Git is capable of making certain every object received during a push still matches its SHA-1 checksum and points to valid objects. Yet, information technology doesn't do this by default; it's a adequately expensive operation, and might slow down the operation, especially on large repositories or pushes. If you want Git to check object consistency on every push, you can strength it to do so by setting receive.fsckObjects to true:

                $ git config --system receive.fsckObjects true              

Now, Git will bank check the integrity of your repository before each button is accepted to make sure faulty (or malicious) clients aren't introducing corrupt information.

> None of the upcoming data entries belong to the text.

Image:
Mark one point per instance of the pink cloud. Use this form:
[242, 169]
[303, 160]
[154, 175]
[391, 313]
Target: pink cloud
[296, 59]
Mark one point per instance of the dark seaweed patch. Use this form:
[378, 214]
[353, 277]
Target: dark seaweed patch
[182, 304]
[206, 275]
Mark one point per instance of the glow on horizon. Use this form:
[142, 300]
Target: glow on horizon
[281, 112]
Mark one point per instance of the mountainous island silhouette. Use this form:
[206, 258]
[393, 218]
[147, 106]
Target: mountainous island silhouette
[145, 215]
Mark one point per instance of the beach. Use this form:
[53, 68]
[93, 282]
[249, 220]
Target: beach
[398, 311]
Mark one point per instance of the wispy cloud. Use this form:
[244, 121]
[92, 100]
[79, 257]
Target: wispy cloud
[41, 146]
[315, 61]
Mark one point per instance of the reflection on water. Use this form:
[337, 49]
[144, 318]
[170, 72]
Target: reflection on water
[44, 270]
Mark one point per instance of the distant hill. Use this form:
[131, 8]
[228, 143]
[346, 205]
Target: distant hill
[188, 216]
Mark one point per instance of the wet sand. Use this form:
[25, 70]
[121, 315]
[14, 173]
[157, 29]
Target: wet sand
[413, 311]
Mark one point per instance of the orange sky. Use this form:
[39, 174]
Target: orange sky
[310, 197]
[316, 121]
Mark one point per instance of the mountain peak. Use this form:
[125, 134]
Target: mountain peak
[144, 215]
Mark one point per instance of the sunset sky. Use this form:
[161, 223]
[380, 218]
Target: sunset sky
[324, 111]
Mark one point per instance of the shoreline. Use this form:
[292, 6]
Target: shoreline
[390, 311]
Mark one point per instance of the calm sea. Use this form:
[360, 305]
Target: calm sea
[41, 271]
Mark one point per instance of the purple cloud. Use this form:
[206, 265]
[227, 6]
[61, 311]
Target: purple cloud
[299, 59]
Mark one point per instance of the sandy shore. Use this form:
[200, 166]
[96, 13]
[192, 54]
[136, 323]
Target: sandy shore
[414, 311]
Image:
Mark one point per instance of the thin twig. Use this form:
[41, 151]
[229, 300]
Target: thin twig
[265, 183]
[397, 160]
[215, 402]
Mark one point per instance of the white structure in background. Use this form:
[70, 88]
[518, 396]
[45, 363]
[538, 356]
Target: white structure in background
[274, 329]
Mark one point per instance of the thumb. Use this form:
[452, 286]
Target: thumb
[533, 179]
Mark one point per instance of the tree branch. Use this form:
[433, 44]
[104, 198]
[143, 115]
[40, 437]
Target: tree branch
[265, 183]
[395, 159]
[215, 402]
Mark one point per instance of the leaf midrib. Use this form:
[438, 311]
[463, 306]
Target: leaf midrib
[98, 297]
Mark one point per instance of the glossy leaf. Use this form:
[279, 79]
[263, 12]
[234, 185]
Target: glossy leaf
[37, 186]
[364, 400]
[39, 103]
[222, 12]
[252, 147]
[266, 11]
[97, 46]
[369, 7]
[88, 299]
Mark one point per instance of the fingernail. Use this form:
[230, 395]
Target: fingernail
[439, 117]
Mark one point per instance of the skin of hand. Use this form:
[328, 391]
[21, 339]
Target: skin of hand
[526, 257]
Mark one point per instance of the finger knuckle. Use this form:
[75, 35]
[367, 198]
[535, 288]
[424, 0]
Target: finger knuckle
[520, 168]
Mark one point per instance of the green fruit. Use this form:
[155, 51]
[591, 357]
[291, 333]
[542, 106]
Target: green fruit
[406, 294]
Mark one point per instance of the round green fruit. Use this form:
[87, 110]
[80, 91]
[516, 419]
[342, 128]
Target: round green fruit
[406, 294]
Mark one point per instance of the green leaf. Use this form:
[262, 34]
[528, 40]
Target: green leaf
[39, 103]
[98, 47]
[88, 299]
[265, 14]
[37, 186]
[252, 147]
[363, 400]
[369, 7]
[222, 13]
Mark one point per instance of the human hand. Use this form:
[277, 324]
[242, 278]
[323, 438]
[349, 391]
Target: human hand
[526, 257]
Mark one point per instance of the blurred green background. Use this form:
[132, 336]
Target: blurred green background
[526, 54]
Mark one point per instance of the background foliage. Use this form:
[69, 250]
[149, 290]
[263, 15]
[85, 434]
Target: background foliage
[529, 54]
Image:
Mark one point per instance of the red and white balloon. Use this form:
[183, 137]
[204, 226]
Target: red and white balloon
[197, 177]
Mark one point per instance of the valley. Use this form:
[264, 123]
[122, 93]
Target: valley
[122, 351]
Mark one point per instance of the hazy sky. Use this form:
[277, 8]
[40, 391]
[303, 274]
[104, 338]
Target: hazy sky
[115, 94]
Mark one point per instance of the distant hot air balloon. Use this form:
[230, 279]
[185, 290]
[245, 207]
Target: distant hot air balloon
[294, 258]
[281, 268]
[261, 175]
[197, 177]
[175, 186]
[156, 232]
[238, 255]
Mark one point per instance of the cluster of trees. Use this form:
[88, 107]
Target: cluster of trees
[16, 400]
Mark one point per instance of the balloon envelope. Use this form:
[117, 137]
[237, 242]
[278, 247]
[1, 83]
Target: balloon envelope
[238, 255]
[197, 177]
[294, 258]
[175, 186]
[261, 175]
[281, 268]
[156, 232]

receive.denyNonFastForwards

If you rebase commits that you've already pushed and and so endeavor to push once more, or otherwise try to push a commit to a remote branch that doesn't comprise the commit that the remote branch currently points to, you'll be denied. This is generally good policy; merely in the case of the rebase, you may make up one's mind that y'all know what you're doing and can forcefulness-update the remote branch with a -f flag to your push command.

To tell Git to reject forcefulness-pushes, set receive.denyNonFastForwards:

                $ git config --arrangement receive.denyNonFastForwards true              

The other way you can do this is via server-side receive hooks, which we'll cover in a bit. That approach lets you do more complex things similar deny not-fast-frontwards to a certain subset of users.

receive.denyDeletes

One of the workarounds to the denyNonFastForwards policy is for the user to delete the branch then push information technology dorsum up with the new reference. To avoid this, set up receive.denyDeletes to true:

                $ git config --system receive.denyDeletes truthful              

This denies any deletion of branches or tags — no user can do information technology. To remove remote branches, you must remove the ref files from the server manually. In that location are also more interesting ways to practise this on a per-user basis via ACLs, equally you'll acquire in An Case Git-Enforced Policy.